Finn sighed and, young as he was, he looked for a few moments almost aged as his heavy features sagged into deep crevices. ‘That is a horrible business. We heard of it only yesterday and could scarcely believe it. How can such tragedy strike a respectable family twice? All I know,’ he went on, ‘and all that my uncle ever knew is that after Sweetman was found guilty the family went away. I expect they did not like to be pointed out in the street as the wife and children of a criminal.’

‘They might have changed their names,’ suggested Frances.

‘It would not surprise me to learn that they had, but if they did my uncle was not told what it was.’

‘Did he offer Mrs Sweetman any monetary assistance after she left Garway Road? He cannot have done so without knowing her new address.’

‘My understanding,’ said Finn, carefully, ‘and this is only from small comments that were dropped into conversation and never elaborated upon, is that she found some other means of financial support. In those circumstances my uncle might well have ceased to assist her.’

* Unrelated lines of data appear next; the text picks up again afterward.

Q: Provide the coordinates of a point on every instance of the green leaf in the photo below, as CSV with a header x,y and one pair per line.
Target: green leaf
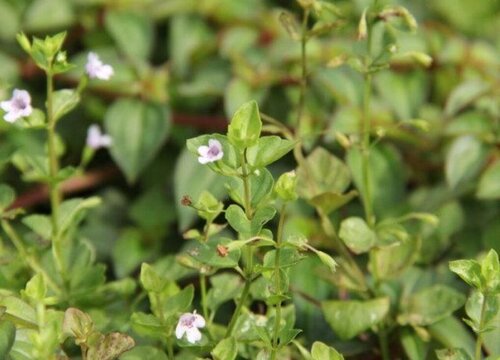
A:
x,y
36,289
452,354
213,253
10,20
320,351
430,305
357,235
349,318
147,325
138,130
490,271
468,270
260,185
489,183
71,211
247,228
463,95
415,348
110,346
267,150
144,352
47,15
191,178
474,307
7,197
64,101
7,337
132,32
452,333
323,173
464,160
330,201
226,349
225,287
244,129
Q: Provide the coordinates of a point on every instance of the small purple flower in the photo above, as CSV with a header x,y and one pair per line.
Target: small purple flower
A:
x,y
96,69
188,324
18,106
210,153
96,139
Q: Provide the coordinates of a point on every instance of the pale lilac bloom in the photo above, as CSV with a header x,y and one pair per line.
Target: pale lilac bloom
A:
x,y
18,106
188,324
96,69
210,153
96,139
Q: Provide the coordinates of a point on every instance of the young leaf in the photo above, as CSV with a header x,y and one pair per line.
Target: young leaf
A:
x,y
320,351
464,160
138,130
357,235
349,318
489,183
226,349
244,129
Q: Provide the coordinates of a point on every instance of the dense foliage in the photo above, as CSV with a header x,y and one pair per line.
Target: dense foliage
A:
x,y
249,179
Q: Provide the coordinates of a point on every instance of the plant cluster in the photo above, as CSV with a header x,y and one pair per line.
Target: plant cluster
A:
x,y
322,221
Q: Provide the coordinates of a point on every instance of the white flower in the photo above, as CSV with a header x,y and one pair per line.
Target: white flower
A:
x,y
188,324
96,139
18,106
96,69
210,153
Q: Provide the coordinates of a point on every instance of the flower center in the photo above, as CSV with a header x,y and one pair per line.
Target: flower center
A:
x,y
20,104
188,321
213,151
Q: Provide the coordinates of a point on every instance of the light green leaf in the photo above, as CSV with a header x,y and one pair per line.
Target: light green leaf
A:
x,y
430,305
7,337
138,130
132,31
46,15
7,196
452,354
226,349
463,95
349,318
489,183
464,160
322,173
468,270
244,129
357,235
64,101
267,150
144,352
320,351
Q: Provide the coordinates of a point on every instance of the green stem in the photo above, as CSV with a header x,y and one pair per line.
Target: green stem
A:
x,y
239,307
26,256
384,344
277,285
303,79
479,340
55,195
365,148
203,290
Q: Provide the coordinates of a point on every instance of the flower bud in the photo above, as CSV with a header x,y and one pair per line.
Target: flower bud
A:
x,y
285,186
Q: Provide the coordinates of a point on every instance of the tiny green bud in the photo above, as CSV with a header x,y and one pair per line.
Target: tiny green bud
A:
x,y
362,27
285,186
420,57
306,3
343,140
23,40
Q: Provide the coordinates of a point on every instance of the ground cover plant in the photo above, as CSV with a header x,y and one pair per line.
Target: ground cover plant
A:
x,y
251,179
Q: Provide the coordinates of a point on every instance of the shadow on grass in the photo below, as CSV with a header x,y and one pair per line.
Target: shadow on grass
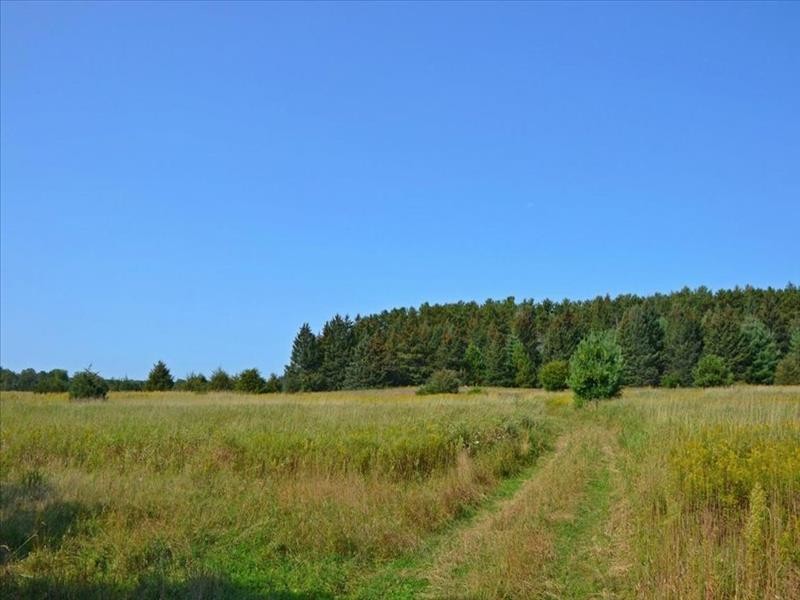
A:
x,y
33,516
152,587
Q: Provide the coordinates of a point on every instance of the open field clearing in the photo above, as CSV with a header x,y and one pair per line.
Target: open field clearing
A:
x,y
499,494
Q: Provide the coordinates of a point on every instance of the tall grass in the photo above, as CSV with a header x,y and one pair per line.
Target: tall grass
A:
x,y
299,493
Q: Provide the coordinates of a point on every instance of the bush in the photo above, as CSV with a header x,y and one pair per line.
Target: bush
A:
x,y
250,381
712,370
87,385
595,369
195,382
159,379
220,381
443,381
554,374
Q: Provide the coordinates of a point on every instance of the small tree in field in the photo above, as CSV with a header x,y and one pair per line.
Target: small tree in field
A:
x,y
250,381
595,369
554,374
220,381
159,379
711,371
87,385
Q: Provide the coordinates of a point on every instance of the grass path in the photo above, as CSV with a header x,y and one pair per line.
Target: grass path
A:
x,y
555,531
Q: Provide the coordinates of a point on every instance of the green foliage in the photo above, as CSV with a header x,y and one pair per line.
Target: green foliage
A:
x,y
336,345
159,379
474,366
596,368
722,335
711,371
553,375
788,370
195,382
642,341
683,345
273,385
87,385
443,381
249,381
303,371
56,381
762,352
220,381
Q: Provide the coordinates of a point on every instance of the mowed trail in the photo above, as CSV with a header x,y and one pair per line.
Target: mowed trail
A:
x,y
563,534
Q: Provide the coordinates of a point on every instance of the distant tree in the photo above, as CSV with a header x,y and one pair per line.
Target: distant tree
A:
x,y
8,380
712,371
499,368
642,341
554,374
87,385
443,381
722,336
762,352
562,336
474,367
273,385
683,345
220,381
336,345
196,382
596,368
56,381
303,371
250,381
788,369
524,375
159,379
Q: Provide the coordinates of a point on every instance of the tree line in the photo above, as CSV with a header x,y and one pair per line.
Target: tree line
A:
x,y
748,334
690,337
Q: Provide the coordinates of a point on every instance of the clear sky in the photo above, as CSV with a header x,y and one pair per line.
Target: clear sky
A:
x,y
190,182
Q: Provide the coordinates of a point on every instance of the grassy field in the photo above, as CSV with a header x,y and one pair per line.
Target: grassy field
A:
x,y
500,494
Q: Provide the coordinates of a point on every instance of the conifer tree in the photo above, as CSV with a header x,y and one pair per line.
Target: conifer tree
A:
x,y
336,345
302,373
722,336
762,352
474,366
159,379
642,341
683,345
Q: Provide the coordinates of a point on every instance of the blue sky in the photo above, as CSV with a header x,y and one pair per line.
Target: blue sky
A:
x,y
190,182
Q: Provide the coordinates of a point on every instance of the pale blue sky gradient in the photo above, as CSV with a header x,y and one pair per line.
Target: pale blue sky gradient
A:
x,y
190,182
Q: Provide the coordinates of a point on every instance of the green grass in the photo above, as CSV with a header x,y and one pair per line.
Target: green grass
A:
x,y
384,494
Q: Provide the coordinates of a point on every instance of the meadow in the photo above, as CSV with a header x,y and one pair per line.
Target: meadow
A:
x,y
373,494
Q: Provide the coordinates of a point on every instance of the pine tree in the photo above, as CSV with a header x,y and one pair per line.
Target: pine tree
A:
x,y
474,366
762,352
302,373
562,336
336,345
722,336
524,375
159,379
642,341
683,345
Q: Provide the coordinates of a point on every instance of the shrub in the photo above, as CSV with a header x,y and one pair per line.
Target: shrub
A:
x,y
443,381
712,370
195,382
595,369
220,381
250,381
554,374
87,385
159,379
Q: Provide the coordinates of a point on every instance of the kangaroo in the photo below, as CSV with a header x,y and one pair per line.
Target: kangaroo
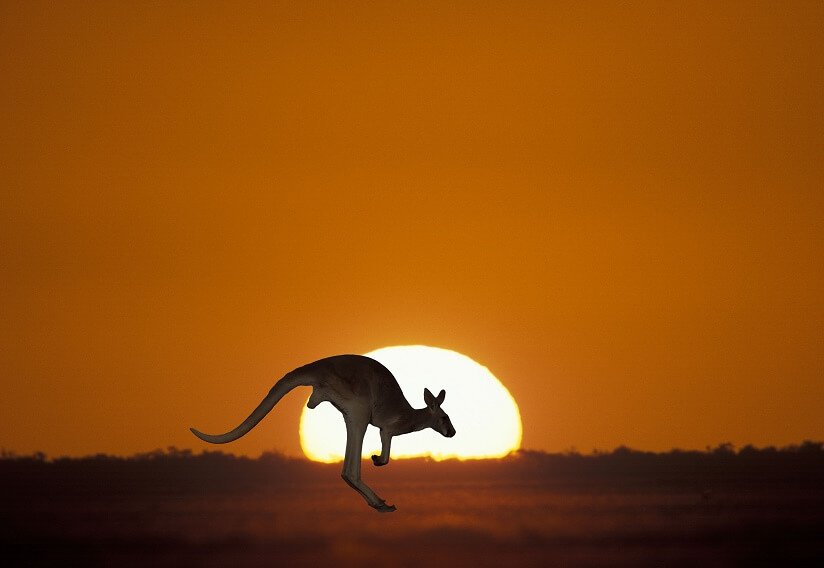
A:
x,y
365,392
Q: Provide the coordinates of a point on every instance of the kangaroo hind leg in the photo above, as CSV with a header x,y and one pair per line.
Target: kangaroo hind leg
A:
x,y
351,474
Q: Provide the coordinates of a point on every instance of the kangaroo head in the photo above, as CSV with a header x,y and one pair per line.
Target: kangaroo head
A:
x,y
439,422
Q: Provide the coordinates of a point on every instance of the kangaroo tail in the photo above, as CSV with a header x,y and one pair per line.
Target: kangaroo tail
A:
x,y
283,386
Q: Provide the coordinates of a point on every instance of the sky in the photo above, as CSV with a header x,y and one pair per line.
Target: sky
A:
x,y
615,207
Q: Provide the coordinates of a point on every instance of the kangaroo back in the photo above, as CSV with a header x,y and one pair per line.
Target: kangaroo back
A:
x,y
283,386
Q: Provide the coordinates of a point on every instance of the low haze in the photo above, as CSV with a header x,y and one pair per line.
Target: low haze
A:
x,y
615,208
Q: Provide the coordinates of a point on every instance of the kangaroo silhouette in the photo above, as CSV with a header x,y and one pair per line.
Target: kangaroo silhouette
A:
x,y
365,392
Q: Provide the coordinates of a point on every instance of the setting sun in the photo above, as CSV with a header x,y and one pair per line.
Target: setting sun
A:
x,y
482,410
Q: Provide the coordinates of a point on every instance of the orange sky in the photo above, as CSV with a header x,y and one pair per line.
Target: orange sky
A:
x,y
617,209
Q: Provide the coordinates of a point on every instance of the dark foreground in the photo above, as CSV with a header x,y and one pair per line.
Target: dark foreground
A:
x,y
623,509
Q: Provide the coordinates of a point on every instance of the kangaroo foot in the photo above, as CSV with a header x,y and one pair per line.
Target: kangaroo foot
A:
x,y
384,508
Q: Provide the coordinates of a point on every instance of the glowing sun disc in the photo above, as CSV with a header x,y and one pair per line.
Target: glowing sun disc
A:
x,y
483,412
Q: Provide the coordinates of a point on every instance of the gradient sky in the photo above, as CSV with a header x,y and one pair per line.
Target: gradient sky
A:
x,y
615,207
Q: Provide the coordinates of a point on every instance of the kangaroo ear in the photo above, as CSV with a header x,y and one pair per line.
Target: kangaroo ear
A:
x,y
440,398
428,398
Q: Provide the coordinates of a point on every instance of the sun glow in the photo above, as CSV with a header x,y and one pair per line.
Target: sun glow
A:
x,y
483,412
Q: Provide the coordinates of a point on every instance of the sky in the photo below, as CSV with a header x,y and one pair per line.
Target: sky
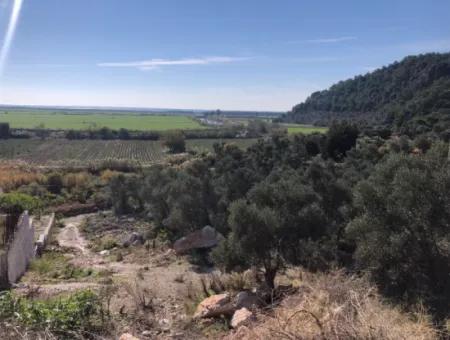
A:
x,y
205,54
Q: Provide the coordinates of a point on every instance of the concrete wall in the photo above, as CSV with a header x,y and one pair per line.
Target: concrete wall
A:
x,y
21,249
4,281
43,237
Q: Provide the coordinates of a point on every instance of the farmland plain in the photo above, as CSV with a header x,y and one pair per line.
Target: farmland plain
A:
x,y
78,152
78,121
305,129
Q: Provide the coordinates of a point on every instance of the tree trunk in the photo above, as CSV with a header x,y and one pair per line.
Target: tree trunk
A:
x,y
269,276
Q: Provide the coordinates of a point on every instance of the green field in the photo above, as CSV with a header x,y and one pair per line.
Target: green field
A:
x,y
305,129
63,121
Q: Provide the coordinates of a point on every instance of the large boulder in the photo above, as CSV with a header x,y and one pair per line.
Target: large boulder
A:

‘A man, do you think?’ said Frances, drawing the inevitable conclusion from his delicacy of expression.

Finn bent his head over Frances’ letter, although he hardly seemed to be looking at it. ‘I think nothing,’ he said after a few moments, glancing up again. ‘It is all story and rumour and very unpleasant and may not even be true, and I was far too young to know more. Even that much I was probably not intended to hear.’